Medições foram feitas no Mirante de Santana, na Zona Norte, desde 1943. Mas, no dia 19 de janeiro, a temperatura máxima chegou a 36,5 graus, a mais alta do ano.
Um ano antes, o mês de janeiro de 2014 dificilmente vai ser esquecido por dezenas de milhões de brasileiros. Sempre segundo dados do Instituto Nacional de Meteorologia (Inmet), a temperatura média enfrentada pelos paulistanos, por exemplo, foi de 31,9 °C, a mais elevada desde que a cidade começou suas medições, em 1943. No Rio de Janeiro, a média foi de 36,2 °C, a maior das últimas três décadas, e em Porto Alegre, de 33,1 °C, a maior desde 1916. A prolongada e severa estiagem faz com que até hoje, quando já avançamos pelos meses mais frescos do outono, a maior parte dos reservatórios paulistanos ainda estejam quase vazios, anunciando a possibilidade de racionamentos se a situação de seca verificada no ano passado ocorrer também neste ano.
O impacto do aquecimento global será "grave, abrangente e irreversível", segundo um relatório do Painel Intergovernamental sobre Mudanças Climáticas da ONU (IPCC, na sigla em inglês) recentemente divulgado. Autoridades e cientistas reunidos no Japão afirmam que o documento é a avaliação mais completa já feita sobre o impacto das mudanças climáticas no planeta.
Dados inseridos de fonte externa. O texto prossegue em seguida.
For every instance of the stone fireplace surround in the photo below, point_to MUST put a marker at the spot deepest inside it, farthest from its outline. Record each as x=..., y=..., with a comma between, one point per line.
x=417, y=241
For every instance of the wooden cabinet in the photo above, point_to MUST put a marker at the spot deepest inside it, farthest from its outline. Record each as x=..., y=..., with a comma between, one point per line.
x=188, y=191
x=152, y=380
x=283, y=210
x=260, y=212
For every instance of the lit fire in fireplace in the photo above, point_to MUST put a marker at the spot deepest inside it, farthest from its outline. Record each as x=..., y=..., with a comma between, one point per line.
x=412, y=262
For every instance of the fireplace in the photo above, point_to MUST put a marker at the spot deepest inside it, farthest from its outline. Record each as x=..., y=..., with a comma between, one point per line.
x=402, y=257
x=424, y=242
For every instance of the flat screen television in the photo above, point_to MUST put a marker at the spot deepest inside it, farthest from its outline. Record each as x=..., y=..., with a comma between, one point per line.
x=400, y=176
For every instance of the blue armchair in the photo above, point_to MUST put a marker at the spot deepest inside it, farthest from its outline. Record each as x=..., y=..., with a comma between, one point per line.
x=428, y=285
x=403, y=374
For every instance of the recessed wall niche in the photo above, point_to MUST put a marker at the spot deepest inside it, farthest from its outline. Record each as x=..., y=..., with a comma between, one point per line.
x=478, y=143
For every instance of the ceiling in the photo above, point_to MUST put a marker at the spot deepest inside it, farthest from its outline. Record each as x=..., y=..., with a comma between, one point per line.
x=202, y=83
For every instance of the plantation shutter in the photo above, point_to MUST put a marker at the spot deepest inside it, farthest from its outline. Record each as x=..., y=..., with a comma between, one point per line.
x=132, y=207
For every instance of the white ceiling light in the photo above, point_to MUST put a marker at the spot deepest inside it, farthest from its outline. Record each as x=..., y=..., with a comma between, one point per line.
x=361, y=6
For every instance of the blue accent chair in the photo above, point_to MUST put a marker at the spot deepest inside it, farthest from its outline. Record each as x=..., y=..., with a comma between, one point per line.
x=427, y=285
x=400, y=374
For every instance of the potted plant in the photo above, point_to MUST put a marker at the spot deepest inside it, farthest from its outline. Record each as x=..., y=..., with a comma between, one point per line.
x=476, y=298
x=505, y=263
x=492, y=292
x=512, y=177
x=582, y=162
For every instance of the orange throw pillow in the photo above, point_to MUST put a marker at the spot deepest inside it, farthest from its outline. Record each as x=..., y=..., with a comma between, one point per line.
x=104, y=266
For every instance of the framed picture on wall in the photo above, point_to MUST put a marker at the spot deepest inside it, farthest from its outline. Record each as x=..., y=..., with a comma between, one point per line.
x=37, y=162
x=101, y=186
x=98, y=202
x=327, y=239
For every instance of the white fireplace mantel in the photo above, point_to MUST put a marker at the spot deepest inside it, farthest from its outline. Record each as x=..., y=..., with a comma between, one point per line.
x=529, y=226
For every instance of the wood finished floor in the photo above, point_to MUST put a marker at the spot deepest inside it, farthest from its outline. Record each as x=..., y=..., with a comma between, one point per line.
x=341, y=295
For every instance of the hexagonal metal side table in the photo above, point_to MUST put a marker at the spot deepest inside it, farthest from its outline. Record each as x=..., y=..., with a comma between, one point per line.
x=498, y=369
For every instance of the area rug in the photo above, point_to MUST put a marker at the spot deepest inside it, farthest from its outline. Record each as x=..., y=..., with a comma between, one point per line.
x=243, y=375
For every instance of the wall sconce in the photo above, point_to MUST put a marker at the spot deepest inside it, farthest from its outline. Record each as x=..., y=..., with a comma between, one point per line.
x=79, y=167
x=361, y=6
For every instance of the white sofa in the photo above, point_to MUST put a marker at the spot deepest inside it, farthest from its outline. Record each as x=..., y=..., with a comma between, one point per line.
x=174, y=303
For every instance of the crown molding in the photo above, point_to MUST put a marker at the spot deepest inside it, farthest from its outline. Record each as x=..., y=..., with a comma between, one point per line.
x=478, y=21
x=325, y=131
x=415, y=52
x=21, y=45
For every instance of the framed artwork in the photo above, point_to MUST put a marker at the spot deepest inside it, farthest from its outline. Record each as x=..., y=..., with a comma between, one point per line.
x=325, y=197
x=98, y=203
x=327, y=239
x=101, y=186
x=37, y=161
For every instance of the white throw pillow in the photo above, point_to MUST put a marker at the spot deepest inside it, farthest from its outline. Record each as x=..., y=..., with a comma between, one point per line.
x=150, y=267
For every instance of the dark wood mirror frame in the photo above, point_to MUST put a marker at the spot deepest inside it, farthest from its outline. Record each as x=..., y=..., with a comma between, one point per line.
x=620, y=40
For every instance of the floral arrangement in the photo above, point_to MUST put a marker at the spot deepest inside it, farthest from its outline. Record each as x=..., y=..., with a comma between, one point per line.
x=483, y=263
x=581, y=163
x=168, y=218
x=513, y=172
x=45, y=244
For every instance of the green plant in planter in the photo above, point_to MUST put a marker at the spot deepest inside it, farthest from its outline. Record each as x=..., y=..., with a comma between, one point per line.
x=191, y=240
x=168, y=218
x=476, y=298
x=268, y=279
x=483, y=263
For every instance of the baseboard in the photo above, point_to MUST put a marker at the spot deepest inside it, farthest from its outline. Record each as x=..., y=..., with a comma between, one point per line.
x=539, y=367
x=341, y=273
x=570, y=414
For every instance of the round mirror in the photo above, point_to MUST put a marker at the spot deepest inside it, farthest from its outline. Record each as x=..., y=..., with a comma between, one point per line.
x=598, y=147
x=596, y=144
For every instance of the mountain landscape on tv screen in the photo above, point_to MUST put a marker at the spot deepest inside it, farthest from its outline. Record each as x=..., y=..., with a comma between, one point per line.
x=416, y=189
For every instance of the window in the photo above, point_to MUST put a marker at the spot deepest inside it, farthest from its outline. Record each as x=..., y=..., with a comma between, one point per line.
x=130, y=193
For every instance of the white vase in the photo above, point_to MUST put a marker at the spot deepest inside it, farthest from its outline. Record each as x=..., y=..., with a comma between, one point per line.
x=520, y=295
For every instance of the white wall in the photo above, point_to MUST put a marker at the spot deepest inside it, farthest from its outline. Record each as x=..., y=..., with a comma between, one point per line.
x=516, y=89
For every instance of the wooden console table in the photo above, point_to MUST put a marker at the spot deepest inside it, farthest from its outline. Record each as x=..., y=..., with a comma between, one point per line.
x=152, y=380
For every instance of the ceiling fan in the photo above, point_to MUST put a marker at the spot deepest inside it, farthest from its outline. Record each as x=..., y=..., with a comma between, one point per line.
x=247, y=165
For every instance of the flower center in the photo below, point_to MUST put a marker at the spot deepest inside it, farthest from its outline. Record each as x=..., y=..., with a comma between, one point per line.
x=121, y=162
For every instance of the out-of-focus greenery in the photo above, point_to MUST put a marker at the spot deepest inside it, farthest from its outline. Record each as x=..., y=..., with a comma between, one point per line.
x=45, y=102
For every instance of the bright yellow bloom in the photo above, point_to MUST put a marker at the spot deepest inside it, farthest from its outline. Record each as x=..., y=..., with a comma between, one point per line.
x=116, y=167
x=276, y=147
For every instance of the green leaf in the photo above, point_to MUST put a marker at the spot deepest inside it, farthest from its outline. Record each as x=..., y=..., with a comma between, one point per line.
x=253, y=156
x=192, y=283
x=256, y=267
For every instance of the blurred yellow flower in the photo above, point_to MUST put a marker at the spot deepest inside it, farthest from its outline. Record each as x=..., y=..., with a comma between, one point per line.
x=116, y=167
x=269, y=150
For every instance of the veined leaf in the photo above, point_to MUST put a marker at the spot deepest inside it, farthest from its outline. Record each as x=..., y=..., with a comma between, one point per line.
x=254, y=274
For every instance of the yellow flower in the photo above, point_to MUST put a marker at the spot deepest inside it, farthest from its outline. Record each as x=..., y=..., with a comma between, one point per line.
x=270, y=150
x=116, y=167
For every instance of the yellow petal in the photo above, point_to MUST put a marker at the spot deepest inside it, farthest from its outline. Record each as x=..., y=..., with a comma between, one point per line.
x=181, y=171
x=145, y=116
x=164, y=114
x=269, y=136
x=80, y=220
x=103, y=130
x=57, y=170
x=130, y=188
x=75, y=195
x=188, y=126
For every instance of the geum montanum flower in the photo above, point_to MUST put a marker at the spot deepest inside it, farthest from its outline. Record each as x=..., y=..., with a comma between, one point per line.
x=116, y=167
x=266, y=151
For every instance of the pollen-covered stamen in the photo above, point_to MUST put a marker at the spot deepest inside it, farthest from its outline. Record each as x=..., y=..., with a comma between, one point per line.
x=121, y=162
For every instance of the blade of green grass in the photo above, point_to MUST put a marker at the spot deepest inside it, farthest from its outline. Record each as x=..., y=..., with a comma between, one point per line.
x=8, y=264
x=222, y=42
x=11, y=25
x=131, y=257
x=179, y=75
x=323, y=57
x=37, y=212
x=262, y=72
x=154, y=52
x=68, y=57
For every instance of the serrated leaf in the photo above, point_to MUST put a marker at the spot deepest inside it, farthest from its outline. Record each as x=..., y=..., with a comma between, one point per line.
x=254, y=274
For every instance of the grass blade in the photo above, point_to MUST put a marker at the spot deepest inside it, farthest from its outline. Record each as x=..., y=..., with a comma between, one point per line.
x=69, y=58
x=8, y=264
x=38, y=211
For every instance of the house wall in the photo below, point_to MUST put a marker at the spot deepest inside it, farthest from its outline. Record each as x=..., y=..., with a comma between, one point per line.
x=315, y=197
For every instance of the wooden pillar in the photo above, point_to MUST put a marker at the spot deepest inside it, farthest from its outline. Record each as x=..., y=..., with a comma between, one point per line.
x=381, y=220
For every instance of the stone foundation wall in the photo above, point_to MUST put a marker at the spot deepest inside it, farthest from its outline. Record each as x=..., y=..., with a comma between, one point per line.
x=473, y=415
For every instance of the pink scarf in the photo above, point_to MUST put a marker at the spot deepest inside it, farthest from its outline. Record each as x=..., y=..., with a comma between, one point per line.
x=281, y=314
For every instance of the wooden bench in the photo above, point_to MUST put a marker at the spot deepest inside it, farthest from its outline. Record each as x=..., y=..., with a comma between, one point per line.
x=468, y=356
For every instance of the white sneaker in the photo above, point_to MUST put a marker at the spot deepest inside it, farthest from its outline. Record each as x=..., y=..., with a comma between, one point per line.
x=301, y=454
Integrantes do IPCC dizem que até agora os efeitos do aquecimento são sentidos de forma mais acentuada pela natureza, mas que haverá um impacto cada vez maior sobre a humanidade. Mudanças climáticas vão afetar a saúde, a habitação, a alimentação e a segurança da população no planeta, segundo o relatório. O texto afirma que a quantidade de provas científicas do impacto do aquecimento global dobrou desde o último relatório, lançado em 2007.
"Ninguém neste planeta ficará imune aos impactos das mudanças climáticas", disse o diretor do IPCC, Rajendra Pachauri, a jornalistas. O secretário-geral da Associação Mundial de Meteorologia, Michel Jarraud, disse que se no passado as pessoas estavam destruindo o planeta por ignorância, agora já não existe mais esta "desculpa".
Enchentes e calor
O relatório foi baseado em mais de 12 mil estudos publicados em revistas científicas. Jarraud disse que o texto é "a mais sólida evidência que se pode ter em qualquer disciplina científica".
Nos próximos 20 a 30 anos, sistemas como o mar do Ártico estão ameaçados pelo aumento da temperatura em 2 graus Celsius. O ecossistema dos corais também pode ser prejudicado pela acidificação dos oceanos.
Na terra, animais, plantas e outras espécies vão começar a "se deslocar" para pontos mais altos, ou em direção aos polos.
Um ponto específico levantado pelo relatório é a insegurança alimentar. Algumas previsões indicam perdas de mais de 25% nas colheitas de milho, arroz e trigo até 2050.
Enquanto isso, a demanda por alimentos vai continuar aumentando com o crescimento da população, que pode atingir nove bilhões de pessoas até 2050.
"Na medida em que avançamos [as previsões] no futuro, os riscos só aumentam, e isso acontecerá com as pessoas, com as colheitas e com a disponibilidade de água", disse Neil Adger, da universidade britânica de Exeter – outro cientista que assina o relatório.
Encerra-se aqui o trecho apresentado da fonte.